1. ## Trigonometric Identities, need help fast!

I'm reading on a distance, and this is the first time I just got totally stuck. I need help really fast!

It's probably really easy.

I understand that sin^2v + cos^2v = 1

Now for an example:
_________________________________________
What is Sin(v) if cos(v) = -(24/25)?
I'm doing sin^2(v) = 1-(-(24/25)^2) = 1.9216 which ofcourse is wrong (answer is -(7/25)).
_________________________________________

Example 2:

_________________________________________
1/cos^2(v) = 1 + tan^2(v)
This is how the solution is written in the book:
1+tan^2(v) = 1 + (sin^2(v)/cos^2(v)) = (cos^2(v) + sin^2(v))/cos^2(v)

For some reason I don't get how 1 becomes cos^2(v).
_________________________________________

What am I doing wrong? Appreciate help!!

2. Originally Posted by vane505
What is Sin(v) if cos(v) = -(24/25)?
I'm doing sin^2(v) = 1-(-(24/25)^2) = 1.9216 which ofcourse is wrong
Be a little more careful with your "minus" signs. If cos(v) = -24/25, then [cos(v)]^2 = [-24/25]^2, not -[24/25]^2. The square is on all of the value, not just the fraction!

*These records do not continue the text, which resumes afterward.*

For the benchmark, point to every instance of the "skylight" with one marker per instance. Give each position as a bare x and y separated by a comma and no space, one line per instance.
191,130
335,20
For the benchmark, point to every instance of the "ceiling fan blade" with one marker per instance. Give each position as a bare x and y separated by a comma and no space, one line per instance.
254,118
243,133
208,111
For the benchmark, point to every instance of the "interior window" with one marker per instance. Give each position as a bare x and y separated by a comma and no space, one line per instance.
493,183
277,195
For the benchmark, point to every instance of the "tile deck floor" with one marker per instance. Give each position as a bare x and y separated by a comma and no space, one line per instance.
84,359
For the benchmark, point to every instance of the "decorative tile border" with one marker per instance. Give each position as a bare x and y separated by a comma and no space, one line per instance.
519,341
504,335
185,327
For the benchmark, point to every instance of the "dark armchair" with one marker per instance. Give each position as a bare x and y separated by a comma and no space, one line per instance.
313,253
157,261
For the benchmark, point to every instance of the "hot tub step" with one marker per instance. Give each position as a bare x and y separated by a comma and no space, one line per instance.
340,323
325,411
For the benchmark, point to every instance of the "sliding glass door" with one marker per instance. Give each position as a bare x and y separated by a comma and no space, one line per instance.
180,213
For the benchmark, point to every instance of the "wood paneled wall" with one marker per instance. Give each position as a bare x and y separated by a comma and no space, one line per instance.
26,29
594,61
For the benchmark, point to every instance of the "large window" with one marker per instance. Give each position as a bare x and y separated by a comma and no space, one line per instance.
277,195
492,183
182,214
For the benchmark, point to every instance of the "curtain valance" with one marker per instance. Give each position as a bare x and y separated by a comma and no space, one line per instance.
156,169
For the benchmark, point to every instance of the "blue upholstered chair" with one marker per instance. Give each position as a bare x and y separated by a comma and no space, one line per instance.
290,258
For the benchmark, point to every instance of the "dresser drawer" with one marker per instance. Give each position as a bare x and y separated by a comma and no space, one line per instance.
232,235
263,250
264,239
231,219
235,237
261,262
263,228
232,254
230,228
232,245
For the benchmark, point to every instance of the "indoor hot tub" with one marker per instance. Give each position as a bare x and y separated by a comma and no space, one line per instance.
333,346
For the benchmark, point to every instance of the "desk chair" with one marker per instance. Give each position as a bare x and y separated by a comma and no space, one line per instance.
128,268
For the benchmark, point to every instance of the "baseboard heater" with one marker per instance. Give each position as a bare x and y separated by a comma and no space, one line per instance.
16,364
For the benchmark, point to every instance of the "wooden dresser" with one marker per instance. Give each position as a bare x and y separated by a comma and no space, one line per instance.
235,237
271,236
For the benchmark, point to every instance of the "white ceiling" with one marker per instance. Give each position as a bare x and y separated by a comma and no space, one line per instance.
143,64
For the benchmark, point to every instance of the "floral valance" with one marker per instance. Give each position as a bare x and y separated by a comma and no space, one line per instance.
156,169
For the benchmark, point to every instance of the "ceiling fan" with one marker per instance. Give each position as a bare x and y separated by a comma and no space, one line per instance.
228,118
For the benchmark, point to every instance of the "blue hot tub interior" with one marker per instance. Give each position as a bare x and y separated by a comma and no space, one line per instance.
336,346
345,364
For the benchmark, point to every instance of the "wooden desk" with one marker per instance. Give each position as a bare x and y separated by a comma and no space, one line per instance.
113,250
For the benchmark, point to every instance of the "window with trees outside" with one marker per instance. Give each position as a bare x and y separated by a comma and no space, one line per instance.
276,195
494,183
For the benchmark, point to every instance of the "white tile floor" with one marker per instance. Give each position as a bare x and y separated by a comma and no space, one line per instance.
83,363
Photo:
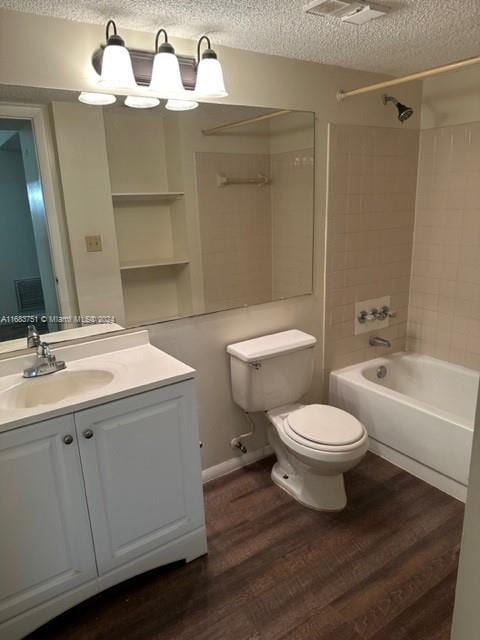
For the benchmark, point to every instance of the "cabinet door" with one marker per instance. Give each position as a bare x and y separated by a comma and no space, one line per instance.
45,540
141,461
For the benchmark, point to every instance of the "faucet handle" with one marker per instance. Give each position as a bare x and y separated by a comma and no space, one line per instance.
387,313
365,316
33,337
43,351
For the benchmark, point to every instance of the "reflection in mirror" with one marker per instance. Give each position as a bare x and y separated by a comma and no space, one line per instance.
163,214
27,284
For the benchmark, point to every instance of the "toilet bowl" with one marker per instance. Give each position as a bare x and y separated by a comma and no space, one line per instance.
314,444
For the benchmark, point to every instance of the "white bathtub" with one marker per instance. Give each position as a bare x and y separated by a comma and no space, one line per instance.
420,416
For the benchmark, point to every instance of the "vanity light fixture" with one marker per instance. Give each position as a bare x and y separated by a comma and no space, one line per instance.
210,81
166,76
117,71
181,105
97,99
141,102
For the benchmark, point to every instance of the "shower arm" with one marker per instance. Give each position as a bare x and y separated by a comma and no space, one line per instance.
341,95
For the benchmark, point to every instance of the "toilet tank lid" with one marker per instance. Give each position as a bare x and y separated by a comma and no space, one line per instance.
269,346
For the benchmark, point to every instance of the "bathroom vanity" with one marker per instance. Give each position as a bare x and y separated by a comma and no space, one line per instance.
99,474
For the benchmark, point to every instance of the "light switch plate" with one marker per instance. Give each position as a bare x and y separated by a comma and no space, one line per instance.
368,305
93,243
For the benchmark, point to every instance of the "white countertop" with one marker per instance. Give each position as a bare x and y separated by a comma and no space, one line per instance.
136,365
54,337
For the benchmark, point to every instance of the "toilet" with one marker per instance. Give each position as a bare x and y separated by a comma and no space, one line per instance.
315,444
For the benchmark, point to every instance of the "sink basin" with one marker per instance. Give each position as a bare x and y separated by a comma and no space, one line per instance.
53,388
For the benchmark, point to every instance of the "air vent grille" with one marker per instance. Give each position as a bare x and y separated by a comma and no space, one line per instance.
331,8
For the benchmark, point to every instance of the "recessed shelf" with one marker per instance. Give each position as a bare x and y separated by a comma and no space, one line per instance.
165,196
151,264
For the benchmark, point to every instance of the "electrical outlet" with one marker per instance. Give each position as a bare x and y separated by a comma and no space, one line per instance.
94,243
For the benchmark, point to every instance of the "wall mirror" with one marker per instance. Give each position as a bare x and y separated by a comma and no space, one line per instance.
118,217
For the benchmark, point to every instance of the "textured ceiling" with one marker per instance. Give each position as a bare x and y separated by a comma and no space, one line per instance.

Originally Posted by vane505
1/cos^2(v) = 1 + tan^2(v)
This is how the solution is written in the book:
1+tan^2(v) = 1 + (sin^2(v)/cos^2(v)) = (cos^2(v) + sin^2(v))/cos^2(v)
For some reason I don't get how 1 becomes cos^2(v).
It wasn't that the 1 "became" a cosine squared. It's that they converted the "1" to the common denominator:

. . . . .$\displaystyle 1\, +\, \frac{\sin^2{(v)}}{\cos^2{(v)}}$

. . . . .$\displaystyle \frac{\cos^2{(v)}}{\cos^2{(v)}}\, +\, \frac{\sin^2{(v)}}{\cos^2{(v)}}$

. . . . .$\displaystyle \frac{\cos^2{(v)}\, +\, \sin^2{(v)}}{\cos^2{(v)}}$

Hope that helps!

3. Thank you! Got both of them now